Obscenity Law and Legal Definition
State laws on obscenity vary by state. Obscenity is highly subjective and is defined according to community standards. Lewdness is one of the crimes that falls under the category of obscenity. The words "obscene, lewd and lascivious" as used in the law, signify that form of immorality which has relation to sexual impurity and has a tendency to excite lustful thoughts. To be commit a criminally lewd act is generally defined as when a person:
- exposes his anus or genitals in a public place and is reckless about whether another may be present who will be offended or alarmed by his act; or
- does any lewd act in a public place which he knows is likely to be observed by others who would be affronted or alarmed.

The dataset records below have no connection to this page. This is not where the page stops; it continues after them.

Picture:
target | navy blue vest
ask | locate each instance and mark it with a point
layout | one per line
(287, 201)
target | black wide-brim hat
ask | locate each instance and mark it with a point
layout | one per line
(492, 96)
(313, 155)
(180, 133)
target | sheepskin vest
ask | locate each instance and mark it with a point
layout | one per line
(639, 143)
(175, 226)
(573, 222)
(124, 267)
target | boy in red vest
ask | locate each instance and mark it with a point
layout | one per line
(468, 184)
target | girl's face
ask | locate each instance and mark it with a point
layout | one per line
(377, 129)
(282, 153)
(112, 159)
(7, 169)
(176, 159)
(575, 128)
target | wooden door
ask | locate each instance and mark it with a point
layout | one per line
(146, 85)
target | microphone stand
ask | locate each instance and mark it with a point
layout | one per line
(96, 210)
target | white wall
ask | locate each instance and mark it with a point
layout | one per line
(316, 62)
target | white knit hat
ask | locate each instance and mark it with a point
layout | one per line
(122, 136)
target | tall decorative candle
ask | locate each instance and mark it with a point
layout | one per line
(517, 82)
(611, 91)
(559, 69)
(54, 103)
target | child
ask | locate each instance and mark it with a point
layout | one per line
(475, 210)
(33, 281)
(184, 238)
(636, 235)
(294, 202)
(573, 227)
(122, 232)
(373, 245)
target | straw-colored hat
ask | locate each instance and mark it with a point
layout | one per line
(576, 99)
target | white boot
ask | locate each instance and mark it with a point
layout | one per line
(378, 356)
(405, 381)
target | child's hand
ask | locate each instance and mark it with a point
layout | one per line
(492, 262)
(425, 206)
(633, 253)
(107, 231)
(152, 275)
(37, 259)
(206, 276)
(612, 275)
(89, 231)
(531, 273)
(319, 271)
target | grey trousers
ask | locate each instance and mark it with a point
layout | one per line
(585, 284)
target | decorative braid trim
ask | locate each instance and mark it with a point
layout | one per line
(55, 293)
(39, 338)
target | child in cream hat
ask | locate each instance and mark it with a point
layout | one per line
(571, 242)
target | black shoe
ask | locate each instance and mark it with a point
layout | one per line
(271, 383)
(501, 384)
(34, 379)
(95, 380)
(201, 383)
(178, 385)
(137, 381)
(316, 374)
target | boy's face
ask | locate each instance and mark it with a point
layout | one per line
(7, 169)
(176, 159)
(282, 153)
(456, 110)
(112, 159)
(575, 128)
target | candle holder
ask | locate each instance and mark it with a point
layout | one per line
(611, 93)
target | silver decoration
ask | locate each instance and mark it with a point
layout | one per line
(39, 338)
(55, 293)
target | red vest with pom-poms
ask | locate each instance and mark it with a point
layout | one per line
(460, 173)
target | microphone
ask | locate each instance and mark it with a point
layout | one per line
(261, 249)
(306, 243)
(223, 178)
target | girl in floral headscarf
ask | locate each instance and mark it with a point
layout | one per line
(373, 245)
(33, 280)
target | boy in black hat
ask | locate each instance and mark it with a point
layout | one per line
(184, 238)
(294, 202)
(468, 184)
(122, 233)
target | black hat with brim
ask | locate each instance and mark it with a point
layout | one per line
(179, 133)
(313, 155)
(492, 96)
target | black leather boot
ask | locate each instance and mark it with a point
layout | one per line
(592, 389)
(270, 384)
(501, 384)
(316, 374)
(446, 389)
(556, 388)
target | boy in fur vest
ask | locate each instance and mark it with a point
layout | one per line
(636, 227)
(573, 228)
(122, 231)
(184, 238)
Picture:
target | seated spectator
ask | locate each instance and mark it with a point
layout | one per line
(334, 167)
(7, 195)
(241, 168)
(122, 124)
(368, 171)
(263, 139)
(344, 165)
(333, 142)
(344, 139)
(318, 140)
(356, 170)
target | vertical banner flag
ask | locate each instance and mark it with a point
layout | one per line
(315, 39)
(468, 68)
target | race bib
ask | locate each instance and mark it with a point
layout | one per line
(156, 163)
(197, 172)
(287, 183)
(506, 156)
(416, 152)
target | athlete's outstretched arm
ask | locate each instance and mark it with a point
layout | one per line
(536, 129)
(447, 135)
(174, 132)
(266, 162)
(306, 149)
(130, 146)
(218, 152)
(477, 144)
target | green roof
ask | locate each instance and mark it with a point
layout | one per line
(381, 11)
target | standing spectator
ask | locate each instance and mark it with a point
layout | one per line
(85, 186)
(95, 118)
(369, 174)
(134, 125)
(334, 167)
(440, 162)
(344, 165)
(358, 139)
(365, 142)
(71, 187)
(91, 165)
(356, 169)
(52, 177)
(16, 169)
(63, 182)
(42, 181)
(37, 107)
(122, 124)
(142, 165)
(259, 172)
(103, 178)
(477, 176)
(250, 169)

Obscene matter is defined as acts or printed matter, film, or photographs which:
- Applying contemporary local community standards, on the whole, appeals to the prurient interest; and
- Is patently offensive; and
- On the whole, lacks serious literary, artistic, political or scientific value.
It may be a crime to possess, sell, distribute, or produce obscene material.
Obscenity is something that is patently offensive in the mind of the audience experiencing it. Its definition is a highly subjective reference to material or acts which display or describe sexual activity in a manner appealing only to "prurient interest," and lacks any legitimate artistic, literary or scientific purpose.
Pictures, writings, film or public acts which are found to be obscene are deemed of no social value and not protected by the free speech guarantee of the First Amendment. However, there is no precise definition and one Supreme Court Justice stated, "I can't define it, but I know it when I see it." Standards vary by local community in defining accepted standards.
Local laws need to be consulted for the applicable law and standards in your area.